Gay-straight alliance club launched at CHAT

TORONTO — Earlier this month, the Anne and Max Tanenbaum Community Hebrew Academy of Toronto’s Wallenberg campus held the first meeting of its new gay-straight alliance.

Unlike most of the school’s clubs, which are initiated by students, Keshet – the Gay/Straight Alliance was started by Ali Aber, a guidance counsellor, and Josh Sable, co-director of student activities. They are serving as staff advisers.

“Because no students had approached us, Ali and I thought it was important for us to initiate it,” Sable told The CJN.

Part of the impetus was last month’s news that Ottawa teen Jamie Hubley committed suicide after he was bullied for being gay, “and our concern that nothing like that ever happen here,” Aber said.

Staff, students and parents who have been in contact with her and Sable about the group have been “really positive” about it, she said. About a dozen students turned up for the Dec. 6 meeting, and others have expressed interest in coming to the next meeting in January, Sable said.

He added that “the ultimate goal is to create or maintain an environment in the school that promotes acceptance and tolerance.”

“And a feeling of safety for everybody,” Aber said. “We have a very strongly worded bullying policy in our handbook, and we do take that very seriously.”

Although it’s not mandated by the school, several staff members have posted notices telling lesbian, gay, bisexual and transgender (LGBT) students that they are in a “positive space,” Aber said.

She and Sable noted that, in general, the 740 students at the campus “are really great” in terms of being accepting, respectful and helpful. However, Sable qualified, “at any school, there are exceptions to that.”

The formation of the group is a first for the school, but according to Paul Shaviv, the school’s director of education, “there was a move to establish” a similar group at the school’s Kimel Family Education Centre in Vaughan a year or so ago. It “never came to anything,” he said. “The students didn’t go forward.”

Shaviv said he encouraged the formation of the new group after being approached about it recently.

Several years ago, Shaviv noted, the winning entry in a short film festival at the school was a student documentary “about the issues around being gay at CHAT.” The film was shown at the final staff meeting that year, Aber mentioned.

Shaviv said the formation of the gay-straight alliance has nothing to do with new anti-bullying legislation introduced in Ontario earlier this month that called on school boards to address bullying and support gender equality and gay-straight alliances. However, he added, “obviously it resonates with the spirit and the letter of the proposed act.”

A coalition of traditional Catholic and Jewish groups has denounced the Accepting Schools Act, calling it a front for a “radical sex education” agenda.

The act urges elementary and secondary schools in Ontario to enforce anti-bullying policies, and to possibly expel students who engage in abusive behaviour.

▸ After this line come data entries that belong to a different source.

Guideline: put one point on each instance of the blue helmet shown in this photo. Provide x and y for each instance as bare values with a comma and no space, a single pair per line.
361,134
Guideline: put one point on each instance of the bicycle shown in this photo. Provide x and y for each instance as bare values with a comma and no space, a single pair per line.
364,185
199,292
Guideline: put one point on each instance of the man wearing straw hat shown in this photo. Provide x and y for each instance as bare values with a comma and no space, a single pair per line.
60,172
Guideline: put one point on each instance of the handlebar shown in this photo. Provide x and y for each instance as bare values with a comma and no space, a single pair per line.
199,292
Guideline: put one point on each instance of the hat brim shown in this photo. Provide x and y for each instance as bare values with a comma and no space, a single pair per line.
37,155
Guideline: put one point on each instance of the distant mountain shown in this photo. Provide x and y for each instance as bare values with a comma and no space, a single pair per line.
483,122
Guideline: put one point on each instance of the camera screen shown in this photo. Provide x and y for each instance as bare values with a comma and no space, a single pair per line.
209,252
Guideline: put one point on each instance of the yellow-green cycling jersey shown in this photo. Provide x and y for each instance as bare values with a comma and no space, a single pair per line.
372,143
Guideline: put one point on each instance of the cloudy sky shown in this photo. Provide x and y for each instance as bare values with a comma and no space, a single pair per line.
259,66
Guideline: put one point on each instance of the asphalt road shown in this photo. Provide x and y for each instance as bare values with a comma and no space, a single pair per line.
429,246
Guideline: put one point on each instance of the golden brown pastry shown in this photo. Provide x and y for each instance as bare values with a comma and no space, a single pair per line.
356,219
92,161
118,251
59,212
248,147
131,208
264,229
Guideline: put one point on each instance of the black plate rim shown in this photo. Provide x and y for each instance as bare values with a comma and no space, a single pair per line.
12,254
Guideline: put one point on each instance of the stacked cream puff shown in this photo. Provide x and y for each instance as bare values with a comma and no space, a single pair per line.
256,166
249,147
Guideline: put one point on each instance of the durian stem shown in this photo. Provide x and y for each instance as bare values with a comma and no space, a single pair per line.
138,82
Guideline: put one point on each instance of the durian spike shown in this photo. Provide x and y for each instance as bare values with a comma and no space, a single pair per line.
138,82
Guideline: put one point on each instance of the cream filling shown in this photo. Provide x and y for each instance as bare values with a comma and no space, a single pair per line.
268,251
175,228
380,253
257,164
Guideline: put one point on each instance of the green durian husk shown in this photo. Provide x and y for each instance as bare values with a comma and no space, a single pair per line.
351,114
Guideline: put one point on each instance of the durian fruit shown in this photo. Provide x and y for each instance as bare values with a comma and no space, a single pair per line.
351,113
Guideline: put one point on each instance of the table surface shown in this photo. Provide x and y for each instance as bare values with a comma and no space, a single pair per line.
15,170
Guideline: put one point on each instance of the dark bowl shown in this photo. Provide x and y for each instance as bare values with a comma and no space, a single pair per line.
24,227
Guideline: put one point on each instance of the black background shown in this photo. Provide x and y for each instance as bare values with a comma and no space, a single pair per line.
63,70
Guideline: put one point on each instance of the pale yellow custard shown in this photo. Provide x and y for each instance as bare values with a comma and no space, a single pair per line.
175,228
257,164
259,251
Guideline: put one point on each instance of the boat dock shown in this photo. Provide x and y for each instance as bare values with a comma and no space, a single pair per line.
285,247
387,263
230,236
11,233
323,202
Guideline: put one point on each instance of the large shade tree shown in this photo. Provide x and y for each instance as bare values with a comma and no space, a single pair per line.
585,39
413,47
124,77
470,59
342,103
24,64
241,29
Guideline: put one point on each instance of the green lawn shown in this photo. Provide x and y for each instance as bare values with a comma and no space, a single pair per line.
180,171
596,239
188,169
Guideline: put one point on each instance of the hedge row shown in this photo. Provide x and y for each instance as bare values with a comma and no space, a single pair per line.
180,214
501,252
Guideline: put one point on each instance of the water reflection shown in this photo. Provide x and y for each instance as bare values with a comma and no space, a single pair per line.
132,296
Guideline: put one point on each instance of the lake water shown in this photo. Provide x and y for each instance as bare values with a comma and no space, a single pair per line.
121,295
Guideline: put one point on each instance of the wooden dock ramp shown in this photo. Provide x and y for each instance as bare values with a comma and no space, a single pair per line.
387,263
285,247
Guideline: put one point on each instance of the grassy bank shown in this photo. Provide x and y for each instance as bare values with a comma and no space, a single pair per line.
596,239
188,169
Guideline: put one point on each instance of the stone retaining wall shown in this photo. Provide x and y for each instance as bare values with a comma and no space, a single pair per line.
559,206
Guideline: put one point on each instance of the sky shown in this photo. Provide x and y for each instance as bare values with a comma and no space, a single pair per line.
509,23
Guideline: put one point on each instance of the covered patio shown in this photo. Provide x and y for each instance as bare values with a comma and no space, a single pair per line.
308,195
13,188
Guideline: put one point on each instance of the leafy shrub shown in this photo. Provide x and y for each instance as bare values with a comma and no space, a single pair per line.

It also encourages school boards to support gay-straight alliances.

Rabbi Mendel Kaplan, spiritual leader of Chabad @ Flamingo, told The CJN last week that he was concerned that the sex-education component “encroaches on the religious freedoms guaranteed to all Canadians.”

“[The bill] further calls for children to be indoctrinated to reject the faith of their parents and the family values they have been taught,” Rabbi Kaplan said.

Joanne Cummings, a clinical child psychologist who is also a director at PREVNet – a national network of researchers that works to put information and statistics about violence prevention into practice – said she is “very much in favour” of the new legislation.

She said there was a national climate survey release earlier this year by Egale Canada, a national LGBT human rights organization, that found 64 per cent of students who were LGBT or had LGBT parents, “experienced higher levels of bullying and harassment.”

“They also found that in schools that do have gay-straight alliances – as well as explicit policies addressing homophobic bullying – students feel much more comfortable and safe,” Cummings said.

“More and more, gay youth are coming out in their high school years, and they really need support.”

Cummings added she doesn’t think private religious schools should be excluded from embracing the Accepting Schools Act.

“I understand the legislation tried to be sensitive and said that the gay-straight alliances don’t have to be called gay-straight alliances, but acceptance and tolerance are important Jewish values.”

Of course, bullying is an issue for straight students, too. Based on research conducted by PREVNet, in a classroom of 35 students, between four and six children are bullying and/or are being bullied.

Cummings hopes a $1.6-million grant from the Networks of Centre of Excellence – a government research funding body – will help put theory into practice, and help Canada develop a national strategy to address bullying.

But Cummings said the strategy to curb bullying goes beyond school policies.

“It’s important for parents to treat each other with respect and model respectful behavior and respectful talk about other people,” Cummings said.

“When parents give their kids lots of encouragement about treating others the way they want to be treated, that sets the right foundation.”